Ten miles of U.S. Highway 20 in Webster County began to show deterioration in 1990. Any deterioration was unexpected, since the road was just constructed in 1986 and 1987. The deterioration looked much like the staining and cracking of D-cracking. Cracking was found on 391 joints throughout the 10 mile four lane divided highway. Evaluation of cores from the project reveal low air contents at those locations where cracking is occurring. The cause of the low air contents can only be speculated on. A possible cause may be the vibration from the paver coupled with the additional vibration at the joints. Other projects constructed in 1986 and 1987 with the same equipment show no signs of distress.

Epoxy and Thermoplastic Pavement Markings on US 30 in Carroll County, HR-545, 1995

A one mile section each of thermoplastic and epoxy pavement marking materials were placed on new ACC pavement near Carroll, IA on Highway 30. The markings were evaluated for four years to see if they were suitable materials for durable pavement markings. The epoxy markings were inadvertently repainted after two years. They were performing well up to that time with little plow damage and good retroreflectivity. The thermoplastic dash lines suffered heavy snow plow damage after the first year and were repainted after the third winter. The thermoplastic edge lines performed fairly well for four years.

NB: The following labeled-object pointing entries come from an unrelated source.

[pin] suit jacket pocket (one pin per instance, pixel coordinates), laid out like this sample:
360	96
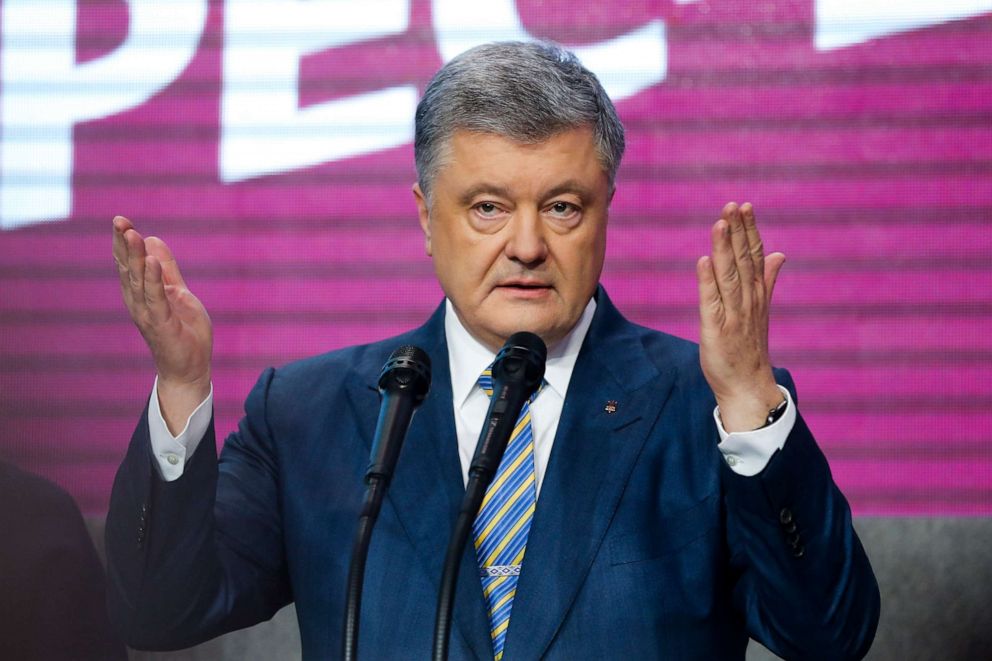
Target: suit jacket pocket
667	535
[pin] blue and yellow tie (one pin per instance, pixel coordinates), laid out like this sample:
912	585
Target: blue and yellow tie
503	523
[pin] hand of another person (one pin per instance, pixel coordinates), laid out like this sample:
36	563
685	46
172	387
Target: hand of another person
171	319
735	292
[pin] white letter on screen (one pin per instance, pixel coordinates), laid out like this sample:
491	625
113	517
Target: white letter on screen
624	65
263	129
841	23
44	93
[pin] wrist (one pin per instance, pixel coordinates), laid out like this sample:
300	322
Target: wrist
751	411
178	399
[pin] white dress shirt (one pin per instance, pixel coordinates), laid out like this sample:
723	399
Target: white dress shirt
746	453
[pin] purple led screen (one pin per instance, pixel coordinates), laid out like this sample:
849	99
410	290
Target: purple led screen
271	148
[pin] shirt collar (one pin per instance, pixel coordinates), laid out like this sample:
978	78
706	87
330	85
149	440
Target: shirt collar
467	357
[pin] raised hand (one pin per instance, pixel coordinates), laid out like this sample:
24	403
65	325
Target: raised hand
735	293
172	320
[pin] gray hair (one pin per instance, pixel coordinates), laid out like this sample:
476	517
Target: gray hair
527	92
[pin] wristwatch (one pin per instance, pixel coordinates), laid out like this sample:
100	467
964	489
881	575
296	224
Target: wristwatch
775	414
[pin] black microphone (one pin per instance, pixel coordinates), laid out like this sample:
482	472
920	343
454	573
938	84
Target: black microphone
403	385
517	372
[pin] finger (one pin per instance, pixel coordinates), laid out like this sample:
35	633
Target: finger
773	264
159	311
754	243
710	302
170	268
121	225
135	265
728	278
738	239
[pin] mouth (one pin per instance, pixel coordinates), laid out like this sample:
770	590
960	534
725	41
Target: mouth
526	289
524	284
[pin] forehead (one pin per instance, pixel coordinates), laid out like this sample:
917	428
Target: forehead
478	160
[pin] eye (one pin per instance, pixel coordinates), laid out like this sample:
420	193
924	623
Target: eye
487	209
563	210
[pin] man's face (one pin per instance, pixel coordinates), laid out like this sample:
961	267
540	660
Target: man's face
518	232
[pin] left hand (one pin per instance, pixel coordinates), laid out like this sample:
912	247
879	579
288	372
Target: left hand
735	293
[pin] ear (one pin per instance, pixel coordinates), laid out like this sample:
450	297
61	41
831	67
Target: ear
424	213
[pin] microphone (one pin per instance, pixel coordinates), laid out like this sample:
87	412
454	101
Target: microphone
517	372
403	385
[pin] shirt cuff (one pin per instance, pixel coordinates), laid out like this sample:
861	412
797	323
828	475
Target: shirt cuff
747	453
172	452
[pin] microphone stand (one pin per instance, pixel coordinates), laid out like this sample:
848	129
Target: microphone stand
517	372
403	383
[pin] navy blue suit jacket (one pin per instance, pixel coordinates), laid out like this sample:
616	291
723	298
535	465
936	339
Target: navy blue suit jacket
644	543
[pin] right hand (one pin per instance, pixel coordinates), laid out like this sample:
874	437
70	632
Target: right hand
172	320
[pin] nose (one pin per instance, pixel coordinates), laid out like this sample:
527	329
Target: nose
526	243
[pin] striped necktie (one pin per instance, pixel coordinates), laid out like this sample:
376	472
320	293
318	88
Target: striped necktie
503	523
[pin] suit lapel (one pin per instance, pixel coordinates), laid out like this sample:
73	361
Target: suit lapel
592	458
427	487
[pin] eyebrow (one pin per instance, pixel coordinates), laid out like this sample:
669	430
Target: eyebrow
491	189
568	186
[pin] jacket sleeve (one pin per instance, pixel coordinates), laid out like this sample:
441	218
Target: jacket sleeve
805	585
197	557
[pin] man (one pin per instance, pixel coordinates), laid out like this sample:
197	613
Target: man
674	499
51	580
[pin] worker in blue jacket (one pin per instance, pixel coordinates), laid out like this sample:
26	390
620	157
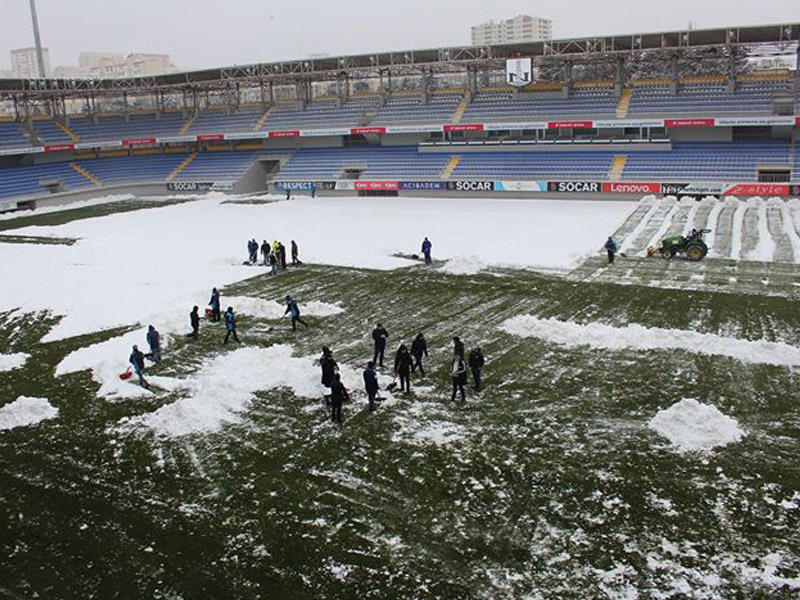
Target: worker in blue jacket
294	311
426	250
611	249
371	384
137	361
214	304
230	326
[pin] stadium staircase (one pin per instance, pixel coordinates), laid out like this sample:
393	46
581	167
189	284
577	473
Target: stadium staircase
624	103
458	114
181	167
188	124
617	167
261	120
67	130
79	169
450	167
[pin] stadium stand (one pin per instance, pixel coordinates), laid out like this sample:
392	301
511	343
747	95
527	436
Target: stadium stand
534	165
738	161
117	127
50	132
320	114
413	109
222	166
28	180
390	162
213	121
12	135
499	107
124	169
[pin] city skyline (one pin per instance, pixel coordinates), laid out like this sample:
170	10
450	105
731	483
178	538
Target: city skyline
195	37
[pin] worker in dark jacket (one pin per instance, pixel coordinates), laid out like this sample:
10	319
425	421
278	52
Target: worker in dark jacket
295	254
379	336
476	362
338	396
194	319
230	326
419	348
458	347
371	384
214	304
282	255
154	341
265	251
329	368
294	311
402	368
611	249
137	361
426	250
459	376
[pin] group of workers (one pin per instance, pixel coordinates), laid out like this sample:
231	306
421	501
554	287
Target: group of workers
273	256
406	362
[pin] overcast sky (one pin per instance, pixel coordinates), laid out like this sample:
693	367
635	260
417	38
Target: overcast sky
211	33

Case Study of Seasonal Variation in the Subgrade and Subbase Layers of Highway US 20, TR-516, 2008

Seasonal variations in ground temperature and moisture content influence the load carrying capacity of pavement subgrade layers. To improve pavement performance, pavement design guidelines require knowledge of environmental factors and subgrade stiffness relationships. As part of this study, in-ground instrumentation was installed in the pavement foundation layers of a newly constructed section along US Highway 20 near Fort Dodge, Iowa, to monitor the seasonal variations in temperature, frost depth, groundwater levels, and moisture regime. Dynamic cone penetrometer (DCP), nuclear gauge, and Clegg hammer tests were performed at 64 test points in a 6-ft x 6-ft grid pattern to characterize the subgrade stiffness properties (i.e., resilient modulus) prior to paving. The purpose of this paper is to present the field instrumentation results and the observed changes in soil properties due to seasonal environmental effects.